Perplexity AI, a startup backed by Jeff Bezos' family foundation and Nvidia, was recently valued at $3 billion. Wired found that the company appears to rely on scraping content from websites that are blocked through the Robots exclusion agreement. The Robots Exclusion Protocol is a web standard that indicates which pages should not be accessed by automated robots and crawlers. While the agreement is not legally binding, most companies have traditionally abided by it.

An AWS spokesperson said the company's terms of service prohibit customers from using its services to conduct any illegal activities, and customers are responsible for complying with the terms and all applicable laws. AWS customers must adhere to the robots.txt standard when crawling websites.
The investigation found that Perplexity had access to a server using an undisclosed IP address that accessed Condé Nast-owned properties at least hundreds of times over the past three months, apparently to scrape prohibited content. Spokespersons for The Guardian, Forbes and The New York Times also said similar cases had been detected.
Perplexity CEO Aravind Srinivas said the scraping discovered was carried out by a third-party company that provides web scraping and indexing services, but declined to name the company. Perplexity spokesperson Sara Platnick said the company responded to Amazon's inquiry and said its PerplexityBot respects robots.txt but ignores the protocol when users enter a specific URL.
Jason Kint, chief executive of Digital Content Next, the digital content industry trade association, believes that if the allegations against Perplexity are true, the company has violated a number of principles to prevent potential copyright infringement. He emphasized that by default, AI companies should not access and use publishers’ content without permission.
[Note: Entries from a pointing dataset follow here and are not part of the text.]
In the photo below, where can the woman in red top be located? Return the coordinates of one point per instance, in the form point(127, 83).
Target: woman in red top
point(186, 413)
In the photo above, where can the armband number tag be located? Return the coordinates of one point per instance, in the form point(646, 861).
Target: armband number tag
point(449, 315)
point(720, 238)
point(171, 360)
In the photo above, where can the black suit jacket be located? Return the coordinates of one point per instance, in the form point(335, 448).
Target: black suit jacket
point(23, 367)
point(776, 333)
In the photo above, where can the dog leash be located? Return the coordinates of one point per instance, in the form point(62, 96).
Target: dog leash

Currently, this incident has triggered widespread attention and discussion on the way AI companies obtain data. The industry is looking forward to the release of the results of the AWS investigation and possible further action against Perplexity.
The Perplexity AI incident highlights the challenges and ethical dilemmas faced by artificial intelligence companies in data acquisition. It also warns the AI industry that it needs to establish more complete data specifications and management mechanisms to ensure the legality and compliance of data acquisition and promote artificial intelligence. healthy development of technology.